The high value of land precludes the cultivation of any fibrous material exclusively for paper-making in England, even if this climate was suitable for its growth; with the exception indeed of "Flax" and "Hemp," it would appear that northern latitudes are not favourable for the production of fibre-producing plants, and therefore it is to warm or tropical countries alone any reliable supply of "New Material" can be looked for.
In the East, and West Indies, in her Colonies and Dependencies, England possesses an inexhaustible supply of fibre-producing plants; in India especially, almost every plant abounds more or less in fibre.
In China and Japan, as also in India, from the earliest times, paper has been made exclusively from raw indigenous virgin fibres, and the paper produced in these countries is in consequence generally extremely strong and tough, and although unbleached, and not made in a fashion adapted to European requirements, affords ample and conclusive evidence of the valuable supply of material at our disposal.

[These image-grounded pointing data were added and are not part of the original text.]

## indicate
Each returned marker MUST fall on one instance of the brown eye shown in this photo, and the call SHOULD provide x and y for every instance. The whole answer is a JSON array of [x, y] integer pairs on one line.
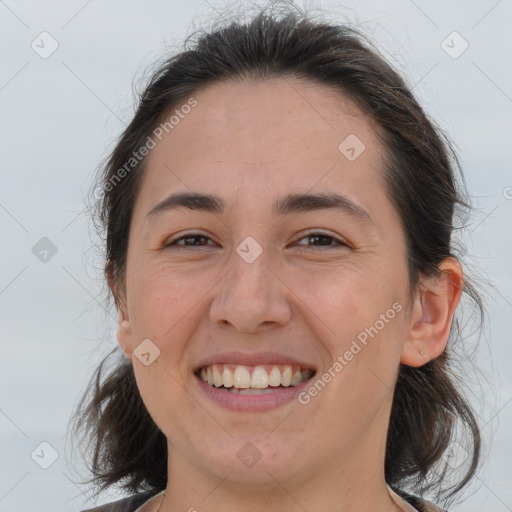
[[321, 240], [189, 241]]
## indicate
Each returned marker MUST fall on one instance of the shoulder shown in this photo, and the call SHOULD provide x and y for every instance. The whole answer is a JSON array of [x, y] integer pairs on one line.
[[130, 504]]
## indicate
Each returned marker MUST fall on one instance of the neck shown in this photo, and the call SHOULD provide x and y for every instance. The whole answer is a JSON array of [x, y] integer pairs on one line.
[[358, 489]]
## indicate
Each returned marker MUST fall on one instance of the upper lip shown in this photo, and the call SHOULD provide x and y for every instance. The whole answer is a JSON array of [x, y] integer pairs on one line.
[[253, 359]]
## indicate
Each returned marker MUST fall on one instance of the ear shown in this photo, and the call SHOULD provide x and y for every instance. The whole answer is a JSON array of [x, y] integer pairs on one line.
[[432, 313], [124, 333]]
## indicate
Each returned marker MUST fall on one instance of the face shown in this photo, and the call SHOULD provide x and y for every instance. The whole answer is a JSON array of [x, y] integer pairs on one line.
[[315, 286]]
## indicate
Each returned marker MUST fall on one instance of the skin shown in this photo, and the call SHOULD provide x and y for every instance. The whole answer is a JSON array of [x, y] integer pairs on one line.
[[250, 143]]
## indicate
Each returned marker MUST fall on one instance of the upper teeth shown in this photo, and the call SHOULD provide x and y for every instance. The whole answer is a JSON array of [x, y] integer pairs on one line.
[[258, 377]]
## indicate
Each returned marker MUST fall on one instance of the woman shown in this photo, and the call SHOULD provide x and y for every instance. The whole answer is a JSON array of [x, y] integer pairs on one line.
[[278, 217]]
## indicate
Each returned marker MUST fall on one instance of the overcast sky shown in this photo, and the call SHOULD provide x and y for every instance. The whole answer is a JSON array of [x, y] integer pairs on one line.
[[65, 94]]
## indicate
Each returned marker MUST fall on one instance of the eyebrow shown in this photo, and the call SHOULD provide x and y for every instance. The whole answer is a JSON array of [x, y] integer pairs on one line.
[[291, 203]]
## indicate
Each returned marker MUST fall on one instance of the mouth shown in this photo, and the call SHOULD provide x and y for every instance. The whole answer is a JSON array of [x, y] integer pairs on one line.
[[253, 380]]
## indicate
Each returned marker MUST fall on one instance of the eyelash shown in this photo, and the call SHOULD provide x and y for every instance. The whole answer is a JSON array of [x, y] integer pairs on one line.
[[313, 234]]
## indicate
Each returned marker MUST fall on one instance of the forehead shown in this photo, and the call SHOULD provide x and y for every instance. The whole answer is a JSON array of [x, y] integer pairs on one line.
[[259, 139]]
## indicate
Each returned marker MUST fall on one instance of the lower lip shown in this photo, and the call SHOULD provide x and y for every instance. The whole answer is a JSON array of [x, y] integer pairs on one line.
[[255, 403]]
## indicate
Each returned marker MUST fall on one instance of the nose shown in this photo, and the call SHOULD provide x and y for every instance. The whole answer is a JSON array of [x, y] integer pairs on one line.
[[251, 296]]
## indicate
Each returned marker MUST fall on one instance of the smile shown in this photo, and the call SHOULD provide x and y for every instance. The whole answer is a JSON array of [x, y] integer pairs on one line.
[[253, 380]]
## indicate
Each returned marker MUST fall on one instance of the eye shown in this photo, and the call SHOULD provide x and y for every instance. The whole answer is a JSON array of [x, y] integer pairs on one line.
[[324, 240], [188, 241]]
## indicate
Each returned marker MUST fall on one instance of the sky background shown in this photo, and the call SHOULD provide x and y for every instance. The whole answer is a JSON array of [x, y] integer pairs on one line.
[[60, 114]]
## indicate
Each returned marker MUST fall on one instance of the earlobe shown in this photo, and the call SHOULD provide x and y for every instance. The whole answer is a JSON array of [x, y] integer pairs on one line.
[[432, 314], [124, 332]]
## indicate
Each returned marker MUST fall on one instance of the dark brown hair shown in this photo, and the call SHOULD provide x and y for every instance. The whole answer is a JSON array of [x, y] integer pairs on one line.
[[422, 176]]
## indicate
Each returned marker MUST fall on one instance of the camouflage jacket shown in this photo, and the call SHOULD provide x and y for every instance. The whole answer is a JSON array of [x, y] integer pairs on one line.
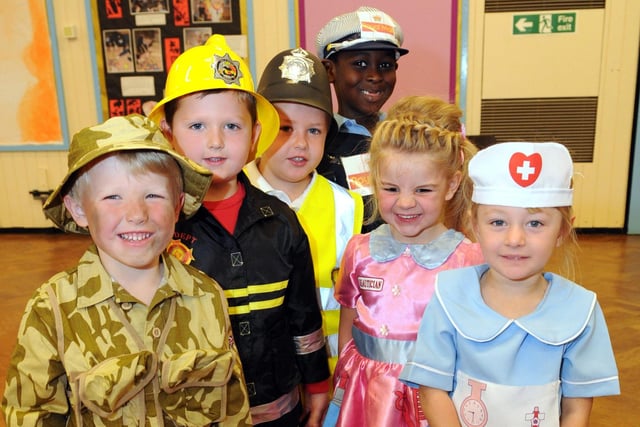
[[88, 353]]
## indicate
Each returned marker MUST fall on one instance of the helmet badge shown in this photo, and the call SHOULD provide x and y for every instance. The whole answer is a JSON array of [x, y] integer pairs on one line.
[[297, 66], [226, 69]]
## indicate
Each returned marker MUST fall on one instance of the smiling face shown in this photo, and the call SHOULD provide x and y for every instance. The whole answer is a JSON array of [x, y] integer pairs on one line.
[[411, 195], [363, 80], [517, 242], [217, 131], [291, 159], [130, 214]]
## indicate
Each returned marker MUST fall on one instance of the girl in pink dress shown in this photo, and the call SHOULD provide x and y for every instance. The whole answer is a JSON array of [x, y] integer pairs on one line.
[[418, 165]]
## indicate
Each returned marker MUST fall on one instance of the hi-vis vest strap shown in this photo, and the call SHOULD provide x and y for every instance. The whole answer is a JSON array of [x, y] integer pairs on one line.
[[319, 216]]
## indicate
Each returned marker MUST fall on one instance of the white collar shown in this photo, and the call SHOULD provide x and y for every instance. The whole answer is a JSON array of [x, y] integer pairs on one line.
[[560, 317], [384, 247]]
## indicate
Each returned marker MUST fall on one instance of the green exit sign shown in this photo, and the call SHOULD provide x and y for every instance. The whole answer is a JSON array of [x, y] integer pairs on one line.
[[541, 23]]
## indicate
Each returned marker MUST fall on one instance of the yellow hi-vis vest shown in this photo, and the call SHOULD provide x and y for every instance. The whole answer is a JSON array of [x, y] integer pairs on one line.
[[323, 215]]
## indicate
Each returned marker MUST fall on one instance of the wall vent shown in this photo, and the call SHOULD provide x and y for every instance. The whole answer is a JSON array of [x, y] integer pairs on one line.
[[540, 5], [569, 121]]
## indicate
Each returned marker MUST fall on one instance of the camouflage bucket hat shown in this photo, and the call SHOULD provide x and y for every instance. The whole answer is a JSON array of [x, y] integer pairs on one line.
[[133, 132]]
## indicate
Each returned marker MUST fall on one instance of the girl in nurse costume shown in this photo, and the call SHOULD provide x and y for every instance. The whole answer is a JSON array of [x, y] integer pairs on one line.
[[506, 343], [418, 167]]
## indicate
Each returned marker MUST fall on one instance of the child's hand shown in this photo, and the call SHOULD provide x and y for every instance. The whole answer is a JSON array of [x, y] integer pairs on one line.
[[316, 405]]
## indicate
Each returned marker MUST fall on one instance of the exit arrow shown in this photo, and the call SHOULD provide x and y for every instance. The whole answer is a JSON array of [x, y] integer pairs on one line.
[[522, 25]]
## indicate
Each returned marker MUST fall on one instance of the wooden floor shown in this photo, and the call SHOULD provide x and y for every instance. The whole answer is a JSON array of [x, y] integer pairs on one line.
[[610, 265]]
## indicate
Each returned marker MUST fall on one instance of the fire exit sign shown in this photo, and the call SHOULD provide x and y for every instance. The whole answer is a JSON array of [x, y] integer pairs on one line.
[[541, 23]]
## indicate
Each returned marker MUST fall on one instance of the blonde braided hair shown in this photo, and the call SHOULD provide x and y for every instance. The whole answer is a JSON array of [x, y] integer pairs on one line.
[[422, 124]]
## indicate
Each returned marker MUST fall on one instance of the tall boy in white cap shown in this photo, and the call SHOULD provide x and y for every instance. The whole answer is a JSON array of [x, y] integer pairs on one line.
[[119, 339], [507, 343], [360, 51]]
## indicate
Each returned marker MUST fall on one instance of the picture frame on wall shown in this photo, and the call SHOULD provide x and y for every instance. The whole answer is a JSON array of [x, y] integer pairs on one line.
[[148, 50], [148, 6], [138, 41], [118, 52], [195, 36], [211, 11]]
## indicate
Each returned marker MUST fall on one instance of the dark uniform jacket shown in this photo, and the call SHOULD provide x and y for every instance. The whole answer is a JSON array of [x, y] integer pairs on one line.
[[266, 271]]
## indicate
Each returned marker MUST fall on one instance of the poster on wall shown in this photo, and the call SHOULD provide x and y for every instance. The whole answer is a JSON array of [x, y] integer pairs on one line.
[[140, 39], [32, 107]]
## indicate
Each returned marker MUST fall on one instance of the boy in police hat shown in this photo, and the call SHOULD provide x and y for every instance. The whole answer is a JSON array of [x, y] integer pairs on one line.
[[360, 51], [508, 342], [296, 83], [118, 339], [249, 241]]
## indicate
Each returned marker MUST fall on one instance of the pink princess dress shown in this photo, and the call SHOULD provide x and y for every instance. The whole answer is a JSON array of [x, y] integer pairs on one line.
[[389, 284]]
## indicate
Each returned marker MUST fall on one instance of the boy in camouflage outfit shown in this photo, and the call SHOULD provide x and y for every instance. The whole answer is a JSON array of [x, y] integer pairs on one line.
[[130, 336]]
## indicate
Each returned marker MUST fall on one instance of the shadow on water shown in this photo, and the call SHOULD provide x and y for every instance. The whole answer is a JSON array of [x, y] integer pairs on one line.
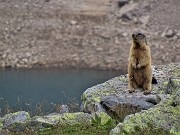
[[30, 89]]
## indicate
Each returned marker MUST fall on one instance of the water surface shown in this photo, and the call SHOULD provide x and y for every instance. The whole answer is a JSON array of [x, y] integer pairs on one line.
[[19, 87]]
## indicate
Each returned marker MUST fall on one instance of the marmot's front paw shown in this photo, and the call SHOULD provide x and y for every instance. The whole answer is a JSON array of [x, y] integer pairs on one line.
[[134, 65], [131, 90], [138, 66], [147, 92]]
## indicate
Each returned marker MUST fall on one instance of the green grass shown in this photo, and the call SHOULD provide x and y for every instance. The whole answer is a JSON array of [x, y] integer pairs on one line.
[[78, 130], [71, 130]]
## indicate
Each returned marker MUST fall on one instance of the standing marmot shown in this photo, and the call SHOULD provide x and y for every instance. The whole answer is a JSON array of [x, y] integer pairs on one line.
[[139, 68]]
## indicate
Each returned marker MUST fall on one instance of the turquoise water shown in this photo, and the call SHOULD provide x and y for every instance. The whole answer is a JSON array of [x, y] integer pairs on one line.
[[19, 88]]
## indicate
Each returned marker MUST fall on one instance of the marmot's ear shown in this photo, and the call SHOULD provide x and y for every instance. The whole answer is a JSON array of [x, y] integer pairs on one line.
[[145, 40]]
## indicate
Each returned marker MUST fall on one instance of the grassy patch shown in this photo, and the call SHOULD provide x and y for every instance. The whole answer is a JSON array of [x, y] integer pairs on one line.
[[72, 130], [78, 130]]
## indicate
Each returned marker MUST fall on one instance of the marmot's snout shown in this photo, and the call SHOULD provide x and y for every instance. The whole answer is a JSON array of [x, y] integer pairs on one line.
[[139, 37], [136, 35]]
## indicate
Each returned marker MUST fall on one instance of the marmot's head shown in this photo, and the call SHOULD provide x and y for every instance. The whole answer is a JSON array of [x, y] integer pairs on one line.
[[139, 39]]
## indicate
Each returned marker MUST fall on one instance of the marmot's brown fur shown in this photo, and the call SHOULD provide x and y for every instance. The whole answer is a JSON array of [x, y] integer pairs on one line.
[[139, 68]]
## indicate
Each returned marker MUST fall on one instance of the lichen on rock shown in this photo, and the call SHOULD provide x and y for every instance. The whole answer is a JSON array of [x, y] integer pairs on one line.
[[162, 116]]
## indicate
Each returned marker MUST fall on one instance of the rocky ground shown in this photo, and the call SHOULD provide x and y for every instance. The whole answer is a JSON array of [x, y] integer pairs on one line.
[[154, 114], [85, 33]]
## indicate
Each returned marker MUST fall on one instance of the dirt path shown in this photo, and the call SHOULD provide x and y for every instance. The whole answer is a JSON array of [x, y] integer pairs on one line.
[[85, 33]]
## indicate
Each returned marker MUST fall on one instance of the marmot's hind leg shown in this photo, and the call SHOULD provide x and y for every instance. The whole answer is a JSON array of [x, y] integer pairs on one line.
[[147, 87], [132, 85]]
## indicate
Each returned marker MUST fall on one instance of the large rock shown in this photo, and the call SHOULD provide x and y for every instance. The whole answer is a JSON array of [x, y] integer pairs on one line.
[[162, 119]]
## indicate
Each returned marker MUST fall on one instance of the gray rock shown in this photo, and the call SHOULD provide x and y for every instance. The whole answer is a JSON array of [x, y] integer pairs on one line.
[[170, 33], [122, 105], [122, 2]]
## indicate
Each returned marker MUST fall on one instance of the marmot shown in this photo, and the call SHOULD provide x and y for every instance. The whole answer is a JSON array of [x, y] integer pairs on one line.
[[139, 68]]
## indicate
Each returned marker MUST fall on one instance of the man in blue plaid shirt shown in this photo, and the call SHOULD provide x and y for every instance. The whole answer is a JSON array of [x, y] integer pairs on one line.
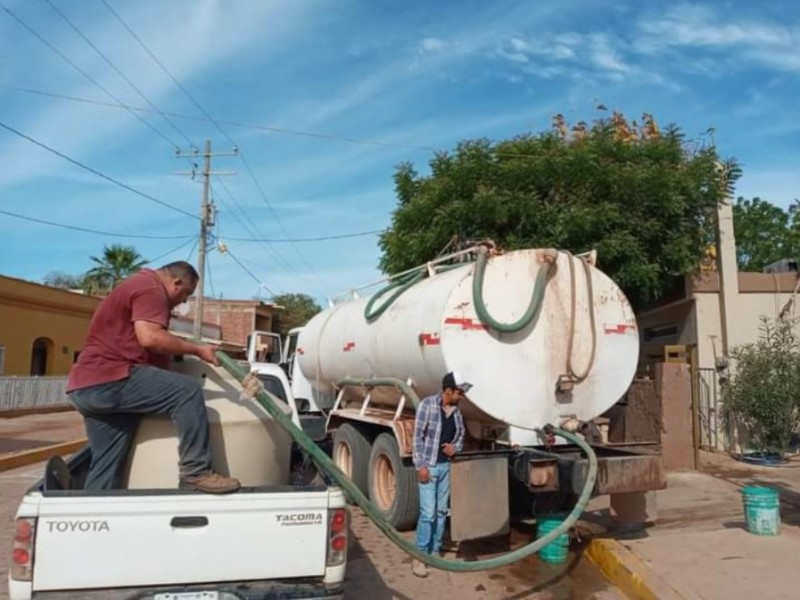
[[438, 435]]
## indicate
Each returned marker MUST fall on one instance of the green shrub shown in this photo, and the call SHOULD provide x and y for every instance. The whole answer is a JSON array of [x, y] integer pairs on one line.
[[763, 394]]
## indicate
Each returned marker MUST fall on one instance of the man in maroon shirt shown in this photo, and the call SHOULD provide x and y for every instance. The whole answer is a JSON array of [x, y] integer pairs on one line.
[[121, 374]]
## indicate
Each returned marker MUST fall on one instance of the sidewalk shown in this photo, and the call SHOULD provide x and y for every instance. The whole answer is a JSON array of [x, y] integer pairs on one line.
[[38, 430], [699, 546]]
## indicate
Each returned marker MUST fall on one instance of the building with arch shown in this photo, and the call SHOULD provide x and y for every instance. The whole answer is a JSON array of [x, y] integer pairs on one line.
[[41, 328]]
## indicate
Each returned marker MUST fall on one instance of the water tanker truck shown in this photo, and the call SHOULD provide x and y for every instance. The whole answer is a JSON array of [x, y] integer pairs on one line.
[[544, 337]]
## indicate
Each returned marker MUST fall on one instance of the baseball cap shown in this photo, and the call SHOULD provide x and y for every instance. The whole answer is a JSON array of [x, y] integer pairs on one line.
[[452, 380]]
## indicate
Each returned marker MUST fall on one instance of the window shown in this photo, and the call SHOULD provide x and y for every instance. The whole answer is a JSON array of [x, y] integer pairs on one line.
[[273, 385], [41, 351]]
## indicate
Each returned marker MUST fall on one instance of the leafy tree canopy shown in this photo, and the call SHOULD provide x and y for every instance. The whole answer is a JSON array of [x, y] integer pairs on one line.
[[638, 196], [297, 311], [765, 233], [117, 263]]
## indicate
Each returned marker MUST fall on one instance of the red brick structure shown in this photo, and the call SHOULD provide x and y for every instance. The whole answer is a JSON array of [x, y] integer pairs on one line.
[[237, 319]]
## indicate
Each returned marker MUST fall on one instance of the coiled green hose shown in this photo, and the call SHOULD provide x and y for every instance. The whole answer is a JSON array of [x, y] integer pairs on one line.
[[327, 465], [534, 306]]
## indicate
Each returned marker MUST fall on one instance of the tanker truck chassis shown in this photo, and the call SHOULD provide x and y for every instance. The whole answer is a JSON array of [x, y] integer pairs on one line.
[[545, 338]]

Vegetable Fibrous, or Fibre-producing Plants, are divided by Botanists into two distinct Classes or Divisions: Endogens, or inside growers; Exogens, or outside growers.
From the former are obtained the fibres known as "Manilla Hemp" or "Abaca" (from the Musa textilis or Plantain), the "Aloe," "Agavé" (or "Pita Fibre"), the "Yucca," "Bromelia penguin," "Sisal Hemp" (or Hannequin); "Pina Fibre" from the "Pine Apple" (Ananassa sativa), "Marool or Moorva" (Sanseveira Zeylanica), "New Zealand Flax" (Phormium tenax), &c.; "Maize" (or Indian Corn), "Rice," and other "Cereal Straws," "Esparto," "Diss," and various "Sedges," "Reeds," and "Grasses," the latter including "Bamboo," and "Sugar Cane," are also comprised in this Class.
The Fibres, or Fibrous Tissue enveloping the Stems of Herbaceous Plants, known as "Hemp," "Flax," "Jute," "Hibiscus," (Gombo or Okhro), "Rhea," or "China-Grass" (Urtica nivea), "Sunn Hemp" (Cratolaria juncea), &c., as also the Lace Barks (so called), such as the "Adansonia digitatas" (from the Baobab tree), the "Nepal Paper Plant" (Daphne cannabina), the "Paper Mulberry" (Broussonetia papyrifera), &c., constitute the latter Class.
I have confined myself to recapitulating a few only of the fibres in either class, best known to commerce; this list, indeed, might be extended almost indefinitely, as may be seen by reference to the work before alluded to, 'The Fibrous Plants of India,' by Dr. Forbes Royle, as also to the elaborate Paper on the same subject, read at the meeting of the Society of Arts, May 9, 1860, by Dr. J. Forbes Watson, Reporter on the Products of India, Dr. Royle's able successor.
With some few exceptions (notably "Esparto" and some of the Cereal straws and grasses), the resulting or ultimate fibres from vegetable fibrous plants, before they can be utilized either for Textile purposes, or for the manufacture of Paper, must be freed from the extraneous substances with which during their growth they are more or less combined.
In the case of Endogens, the fibres are imbedded or enveloped in succulent, fleshy, or pulpy stems, or leaves; and in the case of Exogens, the fibre is combined with, and attaching to, wood, or woody matter, such extraneous substances or matters constituting, more or less, a considerable portion both of the weight and bulk of the plant even when matured.